Unbalanced Optimal Transport: A Unified Framework for Object Detection
This provides a more flexible and efficient approach for object detection researchers and practitioners, though it is incremental as it builds on existing matching strategies.
The paper tackles the problem of matching predicted bounding boxes to ground truth in object detection by introducing Unbalanced Optimal Transport as a unified framework, achieving state-of-the-art results in Average Precision and Average Recall with faster initial convergence.
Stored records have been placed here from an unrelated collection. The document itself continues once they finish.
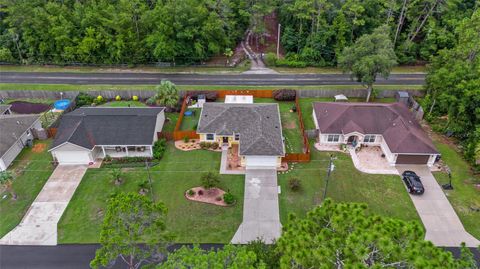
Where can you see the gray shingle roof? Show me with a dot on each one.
(394, 122)
(90, 126)
(258, 125)
(12, 127)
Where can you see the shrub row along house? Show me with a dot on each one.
(389, 126)
(255, 128)
(91, 133)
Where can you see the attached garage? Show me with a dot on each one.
(412, 159)
(261, 161)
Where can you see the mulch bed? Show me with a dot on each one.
(208, 196)
(22, 107)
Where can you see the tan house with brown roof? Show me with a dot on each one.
(389, 126)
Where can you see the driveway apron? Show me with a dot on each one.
(39, 225)
(442, 224)
(261, 218)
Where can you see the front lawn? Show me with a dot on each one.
(124, 104)
(31, 168)
(384, 194)
(178, 171)
(191, 122)
(464, 198)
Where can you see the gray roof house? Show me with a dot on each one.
(15, 133)
(90, 133)
(255, 128)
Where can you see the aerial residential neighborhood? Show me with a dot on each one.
(240, 134)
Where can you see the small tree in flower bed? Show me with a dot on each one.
(284, 95)
(210, 180)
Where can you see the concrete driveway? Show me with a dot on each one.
(39, 225)
(442, 224)
(261, 217)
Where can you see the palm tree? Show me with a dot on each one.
(167, 94)
(6, 179)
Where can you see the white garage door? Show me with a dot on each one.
(261, 161)
(73, 157)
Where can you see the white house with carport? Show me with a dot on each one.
(91, 133)
(392, 127)
(16, 131)
(255, 128)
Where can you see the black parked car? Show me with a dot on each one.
(413, 182)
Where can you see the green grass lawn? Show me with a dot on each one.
(100, 87)
(191, 122)
(384, 194)
(464, 196)
(290, 125)
(124, 104)
(31, 170)
(177, 171)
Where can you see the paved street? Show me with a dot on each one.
(200, 79)
(261, 217)
(443, 226)
(39, 225)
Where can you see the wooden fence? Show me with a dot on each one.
(305, 155)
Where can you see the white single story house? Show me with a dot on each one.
(91, 133)
(255, 128)
(16, 131)
(392, 127)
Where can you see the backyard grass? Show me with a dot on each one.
(290, 124)
(191, 122)
(191, 222)
(124, 104)
(31, 169)
(464, 197)
(384, 194)
(100, 87)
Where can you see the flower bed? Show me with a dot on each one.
(210, 196)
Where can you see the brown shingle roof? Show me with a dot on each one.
(394, 122)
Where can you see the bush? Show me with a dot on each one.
(83, 99)
(228, 198)
(271, 59)
(294, 184)
(210, 180)
(159, 148)
(284, 95)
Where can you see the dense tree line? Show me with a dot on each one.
(453, 88)
(316, 31)
(120, 31)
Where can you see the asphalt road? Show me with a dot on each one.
(201, 79)
(79, 256)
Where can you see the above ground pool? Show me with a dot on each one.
(61, 104)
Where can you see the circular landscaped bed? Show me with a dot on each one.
(22, 107)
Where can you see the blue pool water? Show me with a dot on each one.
(62, 104)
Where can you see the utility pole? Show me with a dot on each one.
(331, 167)
(278, 40)
(149, 179)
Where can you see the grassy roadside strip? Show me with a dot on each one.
(100, 87)
(244, 66)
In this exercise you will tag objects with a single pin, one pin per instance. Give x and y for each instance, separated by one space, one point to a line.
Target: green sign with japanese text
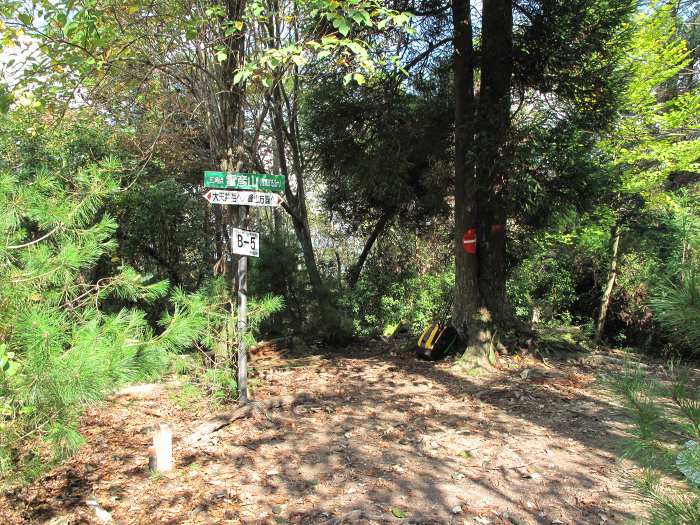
244 181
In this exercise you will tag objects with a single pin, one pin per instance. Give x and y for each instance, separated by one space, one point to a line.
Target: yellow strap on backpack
430 335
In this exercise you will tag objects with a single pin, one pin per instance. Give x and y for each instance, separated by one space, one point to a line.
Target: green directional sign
244 181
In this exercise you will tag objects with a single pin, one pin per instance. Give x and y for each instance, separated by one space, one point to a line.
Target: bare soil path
384 438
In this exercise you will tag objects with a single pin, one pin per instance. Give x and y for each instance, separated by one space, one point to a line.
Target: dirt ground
384 438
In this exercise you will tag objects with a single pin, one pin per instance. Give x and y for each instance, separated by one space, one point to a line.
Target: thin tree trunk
610 285
354 273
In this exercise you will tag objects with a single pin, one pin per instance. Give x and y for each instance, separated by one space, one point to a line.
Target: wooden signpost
243 198
258 189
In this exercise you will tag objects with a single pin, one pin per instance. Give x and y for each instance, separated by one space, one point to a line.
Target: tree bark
480 307
467 297
610 285
493 159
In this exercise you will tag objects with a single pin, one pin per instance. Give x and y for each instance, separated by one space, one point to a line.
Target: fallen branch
354 517
220 421
272 344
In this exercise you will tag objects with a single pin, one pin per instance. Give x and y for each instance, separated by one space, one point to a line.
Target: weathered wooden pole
242 315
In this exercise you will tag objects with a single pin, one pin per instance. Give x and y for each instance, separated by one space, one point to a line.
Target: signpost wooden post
258 190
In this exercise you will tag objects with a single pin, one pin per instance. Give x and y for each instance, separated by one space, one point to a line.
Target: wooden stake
163 445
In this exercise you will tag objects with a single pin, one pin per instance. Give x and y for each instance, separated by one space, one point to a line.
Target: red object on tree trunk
469 241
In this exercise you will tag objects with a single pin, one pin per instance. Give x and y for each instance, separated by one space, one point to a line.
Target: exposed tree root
354 517
364 516
221 420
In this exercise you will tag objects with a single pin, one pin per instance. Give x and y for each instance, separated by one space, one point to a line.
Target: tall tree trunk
610 285
480 306
296 207
493 160
467 297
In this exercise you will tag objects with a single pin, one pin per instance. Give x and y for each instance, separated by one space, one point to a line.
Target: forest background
397 125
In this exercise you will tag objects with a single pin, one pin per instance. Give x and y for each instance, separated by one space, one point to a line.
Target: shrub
665 441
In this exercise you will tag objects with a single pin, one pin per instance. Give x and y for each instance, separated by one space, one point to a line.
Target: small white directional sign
243 198
245 242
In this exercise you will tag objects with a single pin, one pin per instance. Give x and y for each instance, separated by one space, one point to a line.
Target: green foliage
393 290
677 309
163 231
60 348
664 440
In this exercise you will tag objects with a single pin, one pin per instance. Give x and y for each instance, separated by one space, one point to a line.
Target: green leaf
25 18
688 462
342 25
359 78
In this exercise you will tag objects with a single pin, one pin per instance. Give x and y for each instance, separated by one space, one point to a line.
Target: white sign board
243 198
245 242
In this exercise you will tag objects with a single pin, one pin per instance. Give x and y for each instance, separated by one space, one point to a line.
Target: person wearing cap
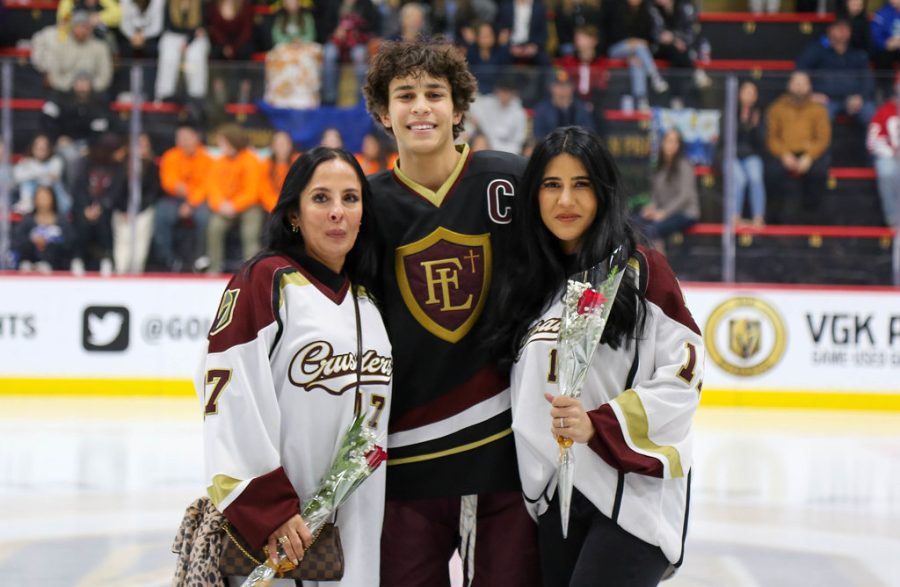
232 194
841 74
561 108
80 53
884 145
500 117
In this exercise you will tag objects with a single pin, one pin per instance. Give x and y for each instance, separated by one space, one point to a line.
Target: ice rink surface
93 489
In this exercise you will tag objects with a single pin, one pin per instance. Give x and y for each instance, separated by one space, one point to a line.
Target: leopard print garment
199 544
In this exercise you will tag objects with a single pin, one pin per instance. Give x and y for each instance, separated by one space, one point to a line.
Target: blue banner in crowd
699 130
306 126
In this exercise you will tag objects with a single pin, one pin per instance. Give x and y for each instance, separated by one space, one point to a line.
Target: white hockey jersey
636 469
279 389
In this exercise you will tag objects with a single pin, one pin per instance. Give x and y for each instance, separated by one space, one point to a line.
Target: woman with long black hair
297 348
632 424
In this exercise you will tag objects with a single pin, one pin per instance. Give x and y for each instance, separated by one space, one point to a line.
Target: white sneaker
105 267
660 85
701 79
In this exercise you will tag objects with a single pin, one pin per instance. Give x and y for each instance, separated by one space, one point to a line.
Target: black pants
597 553
781 200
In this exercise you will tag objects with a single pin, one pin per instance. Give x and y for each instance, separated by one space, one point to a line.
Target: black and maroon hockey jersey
450 422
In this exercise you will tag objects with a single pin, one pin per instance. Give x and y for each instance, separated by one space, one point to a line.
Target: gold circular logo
745 336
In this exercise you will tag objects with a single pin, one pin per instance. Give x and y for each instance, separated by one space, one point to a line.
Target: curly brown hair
430 56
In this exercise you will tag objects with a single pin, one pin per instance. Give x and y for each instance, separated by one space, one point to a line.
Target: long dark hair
361 265
536 270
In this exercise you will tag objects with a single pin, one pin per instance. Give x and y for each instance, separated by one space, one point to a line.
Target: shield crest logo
444 279
744 337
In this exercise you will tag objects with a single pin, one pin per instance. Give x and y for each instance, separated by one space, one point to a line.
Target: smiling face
330 213
421 114
568 202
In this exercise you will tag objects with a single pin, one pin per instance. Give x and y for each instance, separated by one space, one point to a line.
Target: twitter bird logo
105 328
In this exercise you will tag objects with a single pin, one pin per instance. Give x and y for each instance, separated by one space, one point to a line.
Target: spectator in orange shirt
183 170
275 168
375 155
233 194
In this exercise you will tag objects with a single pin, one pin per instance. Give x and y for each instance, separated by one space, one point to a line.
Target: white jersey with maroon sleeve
641 401
279 389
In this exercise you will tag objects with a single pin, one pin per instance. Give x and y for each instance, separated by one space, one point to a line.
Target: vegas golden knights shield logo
744 337
444 279
226 311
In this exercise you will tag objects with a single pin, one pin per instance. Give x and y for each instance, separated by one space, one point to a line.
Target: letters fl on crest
444 279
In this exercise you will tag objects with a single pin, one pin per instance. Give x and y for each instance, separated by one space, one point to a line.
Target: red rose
590 301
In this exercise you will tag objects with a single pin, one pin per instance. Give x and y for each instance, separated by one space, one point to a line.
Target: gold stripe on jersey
436 198
451 451
221 488
638 431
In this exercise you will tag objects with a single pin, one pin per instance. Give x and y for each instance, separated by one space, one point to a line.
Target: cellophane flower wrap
587 304
359 455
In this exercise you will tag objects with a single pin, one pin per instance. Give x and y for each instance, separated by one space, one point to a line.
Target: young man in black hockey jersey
452 477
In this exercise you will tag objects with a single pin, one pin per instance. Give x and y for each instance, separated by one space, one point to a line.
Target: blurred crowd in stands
539 65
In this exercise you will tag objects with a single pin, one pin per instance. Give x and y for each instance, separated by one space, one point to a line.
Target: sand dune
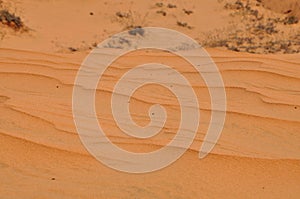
41 156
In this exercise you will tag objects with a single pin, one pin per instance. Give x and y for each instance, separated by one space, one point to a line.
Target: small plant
11 20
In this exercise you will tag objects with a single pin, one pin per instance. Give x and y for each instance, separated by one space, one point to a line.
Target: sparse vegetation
258 32
11 20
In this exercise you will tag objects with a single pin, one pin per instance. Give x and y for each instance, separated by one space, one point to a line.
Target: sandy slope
41 156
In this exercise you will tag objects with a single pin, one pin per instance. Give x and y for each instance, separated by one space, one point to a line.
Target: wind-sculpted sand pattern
257 155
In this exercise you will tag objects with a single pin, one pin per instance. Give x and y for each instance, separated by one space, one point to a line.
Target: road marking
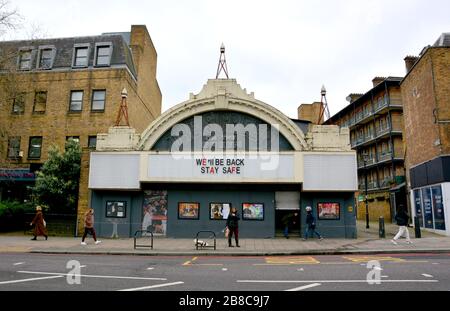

During training, supervised object detection tries to correctly match the predicted bounding boxes and associated classification scores to the ground truth. This is essential to determine which predictions are to be pushed towards which solutions, or to be discarded. Popular matching strategies include matching to the closest ground truth box (mostly used in combination with anchors), or matching via the Hungarian algorithm (mostly used in anchor-free methods). Each of these strategies comes with its own properties, underlying losses, and heuristics. We show how Unbalanced Optimal Transport unifies these different approaches and opens a whole continuum of methods in between. This allows for a finer selection of the desired properties. Experimentally, we show that training an object detection model with Unbalanced Optimal Transport is able to reach the state-of-the-art both in terms of Average Precision and Average Recall as well as to provide a faster initial convergence. The approach is well suited for GPU implementation, which proves to be an advantage for large-scale models.